Quando comparamos esses dados com a vida cotidiana da ilha, ficam evidentes os danos e o impacto das políticas de sanções adotadas pelos Estados Unidos em relação à Cuba nos últimos anos. No entanto, não há dúvidas de que o principal culpado pelos males que assolam o povo cubano não é o bloqueio — ainda que as sanções os tenham acentuado —, e sim a incapacidade do modelo político cubano, que impede o desenvolvimento das forças produtivas, pré-requisito indispensável para que os cubanos possam ter uma vida mais digna em uma democracia.

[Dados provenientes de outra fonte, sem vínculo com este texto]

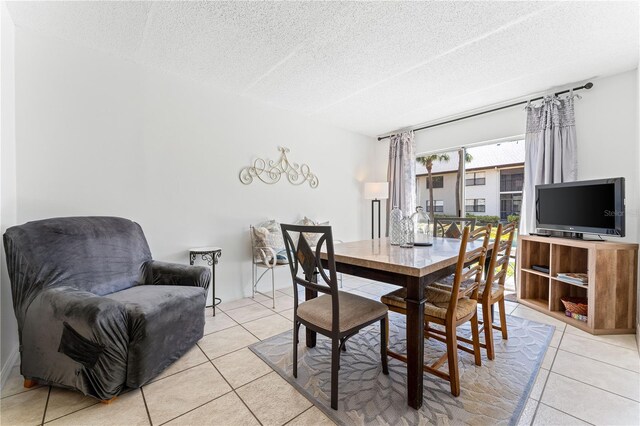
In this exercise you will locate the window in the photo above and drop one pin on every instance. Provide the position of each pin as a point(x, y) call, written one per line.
point(475, 205)
point(475, 179)
point(511, 180)
point(509, 205)
point(438, 206)
point(438, 182)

O surgimento da pandemia da COVID-19, no início de março de 2020, tornou a vida na ilha ainda mais difícil. Atualmente, Cuba enfrenta a crise sanitária mais aguda desde o início da pandemia, com média diária de 5.000 casos contra os 1.000, no mês de junho. Em cidades como Matanzas foi necessário reforçar a equipe médica trazendo profissionais de outras províncias, pois o sistema de saúde colapsou devido à superlotação dos hospitais, provocada pelo grande aumento do número de contaminados pela COVID-19 naquele território.

Hoje, eu me atrevo a afirmar que Cuba atravessa a pior crise da sua história, similar à crise humanitária que a Venezuela vem atravessando nos últimos anos, com filas intermináveis para comprar os produtos mais básicos, desde pão, produtos de higiene pessoal e leite em pó, que não se encontra nem mesmo nas lojas estatais que vendem alimentos e itens de primeira necessidade em moeda estrangeira. Ainda pior e mais devastador é a alarmante falta de medicamentos, o que coloca a população cubana em uma situação de enorme vulnerabilidade durante a pandemia.

Portanto, se o atual presidente Joe Biden não fizer nada para reverter as políticas de Trump adotadas contra Cuba o mais rápido possível, as consequências podem ser trágicas e desastrosas. Também exijo que o governo cubano seja transparente no que diz respeito ao tratamento midiático dos protestos e que elimine a retórica de enfrentamento, que provoca ainda mais violência entre os cubanos. A maioria de nós, cubanos da ilha, desesperados diante da pobreza e penúrias do dia a dia, depositamos nossa esperança de ver uma luz no final deste interminável túnel.